Multimodal Foundational Models for Unsupervised 3D General Obstacle Detection
Tamás Matuszka, Péter Hajas, Dávid Szeghy
TL;DR
The paper addresses detecting general road obstacles beyond predefined categories in autonomous driving. It introduces a training-free, offline hybrid approach that combines multimodal foundational models for image-space obstacle segmentation with unsupervised computational-geometry-based 3D localization. Key contributions include integrating Grounding DINO and Segment Anything for general obstacle cueing, a four-step unsupervised 3D detector with ground-plane removal, clustering, and tracking, and a new annotated obstacle dataset.
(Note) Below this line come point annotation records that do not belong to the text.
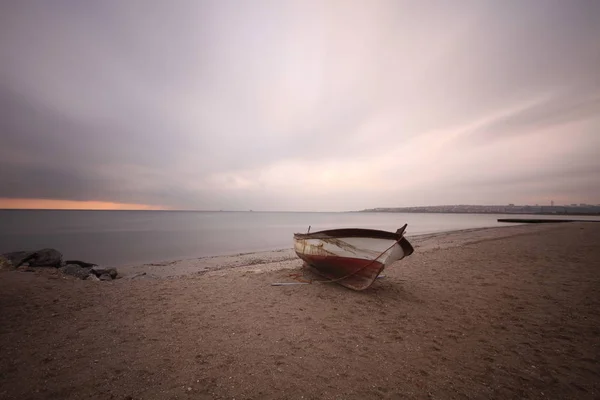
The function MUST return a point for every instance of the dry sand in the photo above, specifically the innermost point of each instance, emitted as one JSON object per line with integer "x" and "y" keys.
{"x": 493, "y": 313}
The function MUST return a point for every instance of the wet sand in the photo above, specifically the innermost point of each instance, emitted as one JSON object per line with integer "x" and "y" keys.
{"x": 490, "y": 313}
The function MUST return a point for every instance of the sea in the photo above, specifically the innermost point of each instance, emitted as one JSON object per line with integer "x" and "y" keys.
{"x": 118, "y": 238}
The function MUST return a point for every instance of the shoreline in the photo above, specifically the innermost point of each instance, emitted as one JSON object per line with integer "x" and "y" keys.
{"x": 282, "y": 259}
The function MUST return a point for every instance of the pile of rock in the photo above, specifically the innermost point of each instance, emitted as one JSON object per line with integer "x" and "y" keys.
{"x": 54, "y": 259}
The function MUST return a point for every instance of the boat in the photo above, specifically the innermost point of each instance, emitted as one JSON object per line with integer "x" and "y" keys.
{"x": 354, "y": 258}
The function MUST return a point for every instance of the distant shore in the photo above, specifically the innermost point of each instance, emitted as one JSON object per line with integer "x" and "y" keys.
{"x": 286, "y": 258}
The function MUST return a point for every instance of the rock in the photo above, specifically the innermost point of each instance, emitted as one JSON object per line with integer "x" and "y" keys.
{"x": 5, "y": 264}
{"x": 97, "y": 270}
{"x": 92, "y": 277}
{"x": 136, "y": 275}
{"x": 75, "y": 270}
{"x": 81, "y": 263}
{"x": 105, "y": 277}
{"x": 18, "y": 258}
{"x": 46, "y": 258}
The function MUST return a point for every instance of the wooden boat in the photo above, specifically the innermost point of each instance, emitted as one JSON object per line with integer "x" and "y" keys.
{"x": 351, "y": 257}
Results show obstacle detection up to 100 meters with localization errors around 0.65 m longitudinal and 0.57 m lateral, while highlighting limitations for non-reflective distant objects and road-mask inaccuracies, guiding future improvements such as leveraging ground-plane depth and road-mask corrections.
Abstract
Current autonomous driving perception models primarily rely on supervised learning with predefined categories. However, these models struggle to detect general obstacles not included in the fixed category set due to their variability and numerous edge cases. To address this issue, we propose a combination of multimodal foundational model-based obstacle segmentation with traditional unsupervised computational geometry-based outlier detection. Our approach operates offline, allowing us to leverage non-causality, and utilizes training-free methods. This enables the detection of general obstacles in 3D without the need for expensive retraining. To overcome the limitations of publicly available obstacle detection datasets, we collected and annotated our dataset, which includes various obstacles even in distant regions.